CANDIOTTI: But the gun used to kill Lloyd has never been found. Surveillance video showing Hernandez carrying what is believed to be a Glock pistol in his home the night of the murder, still jurors say they feel confident with their verdict.

UNIDENTIFIED JUROR: Going by the law, we didn't need the murder weapon.

UNIDENTIFIED MALE: He was a 23-year-old kid who had witnessed something, a shocking killing, committed by somebody he knew.

CANDIOTTI: Closing arguments taking a twist when the defense hints that Hernandez saw a crime but that he didn't do it, pinning it on his friends, Earnest Wallace and Carlos Ortiz, high on PCP, who the defense says committed the murder. Both are scene on surveillance video with Hernandez before and after Lloyd's murder. They pleaded not guilty and are being tried separately.

Prosecutors argue Hernandez was not an innocent bystander.

UNIDENTIFIED MALE: He's the one who then controls the time of the killing outside the car and then effectuates the plan for the escape.

CANDIOTTI: Hernandez's mother and fiancee comforting each other as he is put in handcuffs.

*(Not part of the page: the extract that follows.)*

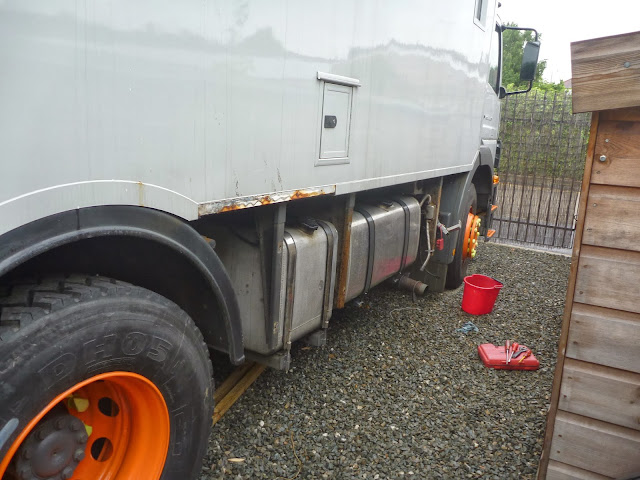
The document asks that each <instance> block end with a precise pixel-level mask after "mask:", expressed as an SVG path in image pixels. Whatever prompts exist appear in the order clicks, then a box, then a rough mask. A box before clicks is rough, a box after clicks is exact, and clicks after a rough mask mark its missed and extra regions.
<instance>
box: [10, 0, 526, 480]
mask: <svg viewBox="0 0 640 480" xmlns="http://www.w3.org/2000/svg"><path fill="white" fill-rule="evenodd" d="M496 4H497V2H496V1H495V0H451V1H448V2H439V1H432V0H425V1H421V2H417V1H410V0H394V1H391V0H388V1H387V0H385V1H379V2H360V1H355V0H340V1H338V0H330V1H328V2H312V1H309V0H299V1H295V2H285V1H281V0H271V1H265V0H246V1H243V2H234V1H229V0H227V1H225V0H220V1H213V0H211V1H202V0H197V1H196V0H185V1H181V2H168V3H167V2H164V3H158V2H153V1H150V0H140V1H136V2H130V1H124V0H115V1H112V2H98V1H94V0H86V1H84V2H77V1H70V0H46V1H45V0H41V1H37V0H30V1H18V0H8V1H5V2H2V3H0V65H2V66H1V69H2V74H1V75H0V165H1V170H0V171H1V178H2V187H1V188H0V282H1V285H0V459H1V460H0V477H1V478H3V479H13V478H18V479H23V480H27V479H29V480H30V479H39V480H42V479H68V478H75V479H84V480H87V479H97V478H112V479H133V478H135V479H143V478H144V479H158V478H162V479H187V478H196V477H197V476H198V474H199V471H200V463H201V460H202V457H203V454H204V452H205V450H206V446H207V443H206V442H207V438H208V435H209V433H210V424H211V420H210V416H211V413H212V409H213V400H212V395H213V384H212V372H211V363H210V360H209V354H208V348H213V349H217V350H220V351H223V352H227V353H228V355H229V358H230V360H231V362H233V363H235V364H240V363H242V362H243V361H244V360H245V358H252V359H253V360H255V361H259V362H262V363H265V364H267V365H270V366H272V367H275V368H282V369H286V368H288V366H289V362H290V355H289V351H290V348H291V343H292V342H293V341H296V340H300V339H307V341H309V342H311V343H313V344H316V345H319V344H322V342H323V341H324V338H325V332H326V329H327V327H328V325H329V321H330V317H331V313H332V309H334V308H342V307H343V306H344V304H345V302H347V301H349V300H351V299H354V298H356V297H359V296H361V295H364V294H366V293H367V292H368V291H369V289H370V288H372V287H374V286H375V285H376V284H379V283H381V282H382V281H385V280H387V279H391V280H394V281H397V282H398V284H399V285H403V286H405V287H407V288H409V289H411V290H413V291H424V289H425V288H426V287H427V286H428V287H429V289H430V290H432V291H441V290H442V289H443V288H445V286H448V287H453V288H455V287H457V286H458V285H459V284H460V283H461V281H462V278H463V276H464V274H465V270H466V265H467V263H468V262H469V260H470V259H471V258H472V257H473V256H474V255H475V246H476V245H477V241H478V237H479V235H480V234H483V235H485V234H487V232H488V231H489V230H488V229H489V225H490V221H491V212H492V206H493V203H494V200H495V195H496V185H495V183H496V181H495V180H494V178H495V177H494V174H495V172H494V169H495V168H496V167H497V162H498V160H499V142H498V135H497V132H498V123H499V98H500V97H502V96H504V95H507V94H508V93H507V92H505V91H504V89H503V88H502V87H501V85H500V70H501V34H502V31H503V28H504V27H501V25H500V23H499V21H498V19H497V16H496V8H497V5H496ZM538 47H539V44H538V43H537V42H532V43H530V44H528V45H527V46H526V47H525V55H524V57H525V59H524V61H523V71H522V78H523V79H525V80H529V81H530V84H531V81H532V79H533V71H534V70H535V63H536V61H537V50H538ZM514 93H517V92H514Z"/></svg>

CANDIOTTI: And for now, he has been transferred to a state prison ironically located very close to Gillette Stadium in Foxborough where he used to play for the New England Patriots. And you know, Jake, I spoke with a friend of his, Darryl Hodges (ph),

who testified at trial today. He said just this morning he was at the graveside of his friend, Odin Lloyd. He said, I thought I would feel better. But he's not feeling so good today because all of this brings back memories of the details of how he lost his best friend -- Jake.

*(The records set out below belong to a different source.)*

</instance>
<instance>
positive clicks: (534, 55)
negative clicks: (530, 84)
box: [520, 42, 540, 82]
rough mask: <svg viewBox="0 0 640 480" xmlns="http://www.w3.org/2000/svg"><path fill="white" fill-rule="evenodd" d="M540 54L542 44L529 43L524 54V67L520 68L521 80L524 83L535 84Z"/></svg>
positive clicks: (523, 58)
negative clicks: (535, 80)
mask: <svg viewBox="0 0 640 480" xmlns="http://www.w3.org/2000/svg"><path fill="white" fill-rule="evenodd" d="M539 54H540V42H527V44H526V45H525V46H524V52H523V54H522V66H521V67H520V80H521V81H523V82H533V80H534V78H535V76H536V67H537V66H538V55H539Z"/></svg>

TAPPER: Susan Candiotti, thank you so much.

Coming up, we're just learning now that a city an hour from Baghdad, is completely under siege on all sides by the terrorists of ISIS. The Iraqi army is now begging for help. That story, next.

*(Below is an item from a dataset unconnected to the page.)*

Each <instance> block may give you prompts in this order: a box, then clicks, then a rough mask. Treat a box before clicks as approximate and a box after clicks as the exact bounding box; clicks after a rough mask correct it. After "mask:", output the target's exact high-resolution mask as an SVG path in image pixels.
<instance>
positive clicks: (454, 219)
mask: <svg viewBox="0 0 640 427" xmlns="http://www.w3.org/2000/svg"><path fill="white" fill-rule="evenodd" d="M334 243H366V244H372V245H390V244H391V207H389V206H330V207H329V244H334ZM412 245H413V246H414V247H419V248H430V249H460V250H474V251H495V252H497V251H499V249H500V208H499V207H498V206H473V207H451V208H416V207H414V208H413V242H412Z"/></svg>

Plus, equal opportunity smack talker, Governor Chris Christie back on the trail. He has a message for a certain Clinton and another one for a certain Bush.

Stay with us.


[16:28:49] TAPPER: Welcome back to THE LEAD.

Some breaking news in our world lead today. A terrifying development in the battle against ISIS in Iraq. We have just learned the key Iraqi city of Ramadi is now completely under siege by the terrorists of ISIS. Ramadi only about 70 miles from Baghdad. Hundreds if not thousands of families are now making desperate attempts to flee Ramadi. Tribal fighters and government officials are pleading for help and ammunition.

Let's go live to Arwa Damon who is in Baghdad.

Arwa, how likely is it these fighter in Ramadi will get what they need to fend off ISIS?

ARWA DAMON, CNN SENIOR INTERNATIONAL CORRESPONDENT: And enough time to push ISIS out of the city, highly unlikely, Jake. The Iraqi government had said they sent around three brigades to Anbar province to help beef up those already there. We don't know where those brigades are at this stage. That is the question that the deputy head of the provincial council was asking as well.

Faleh al-Essawi is currently in Ramadi, and he put quite bluntly. He said, in my perspective, this city has already fallen. ISIS took over the eastern part of the city, sending tens of thousands of people fleeing for safety, according to Essawi. And all around 150,000 people have fled the city. He said that ISIS continues to advance from all sides getting closer to the city center.